I’ve learned to live without smooth-scrolling, i’d just like to know why os x can’t keep up.
> I’ve learned to live without smooth-scrolling, i’d just like to know why os x can’t keep up.
It might be because it is based on PDF… I really can’t think of any other real reason scrolling and resizing would have to be so slow as they are still today…
I’ve downloaded 0.5, and it doesn’t crash as much as the previous versions(actually it hasn’t crashed yet). I think OmniWeb was more stable overall(although Chimera may have just caught up), but Chimera has a far superior rendering engine, so I use it. I’ve used Mozilla and Netscape, but they just seem sluggish, and they don’t fit in well, although my copy Netscape 7 with the classic theme almost makes it feel like a real OS X app. For some reason Opera isn’t the fast, stable browser it is on other platforms. Then there’s IE:mac with is even worse than its Window counter part, it was even less stable than Chimera 0.3 and 0.4.
Didn’t nextstep/openstep use a similar windowing system based on post script ? I’d be curious to see how they handle things.
I also can’t figure out why apple wouldn’t consider fixing this issue more of a priority. My athlon is currently non-functional, so this extra-chunky window scrolling on my mac is _really_ pissing me off. I’m about ready to sell it, or install OS9 over 10.2.
I use both OmniWeb and Chimera…I hadn’t thought of Chimera as ripping off OmniWeb.
OmniWeb has come along, but still has kind of a long way to go.
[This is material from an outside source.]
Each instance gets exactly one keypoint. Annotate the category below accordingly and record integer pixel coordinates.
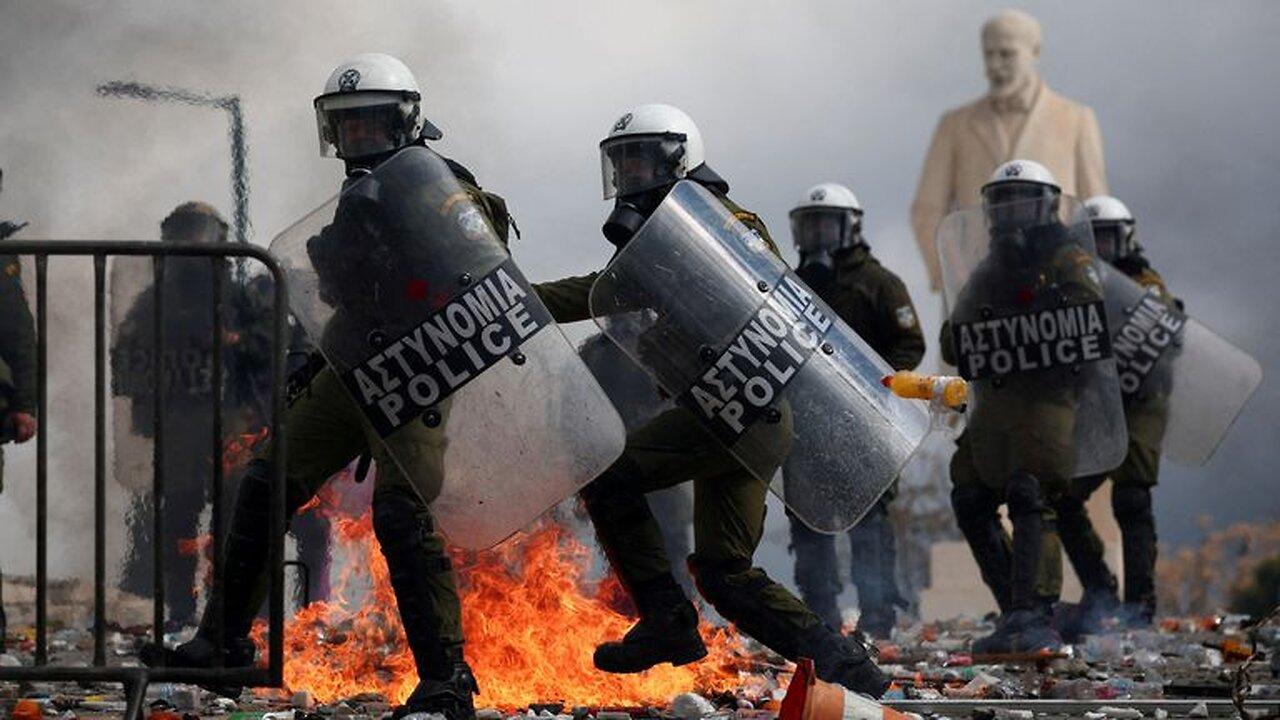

From the beginning, it rendered sites beautifully (those that it could render <g>), but was terribly slow (and the early versions of OS X were really slow anyway). They have done a good job of speeding thing up. Chimera, of course, has a long way to go, but it’s going to surpass OmniWeb if this rate of improvement continues.
NeXT used Display Postscript I believe. Not sure what the speed was like being I never used a NeXT machine before. I heard there were some licensing issues with Adobe for it so they created Quartz, for MacOS X. Which is based on more current versions of PDF. As far as the overhead of the resizing we all would like to know that one. No one has ever given a true answer to that one. One more Mystery in Apple HQ there.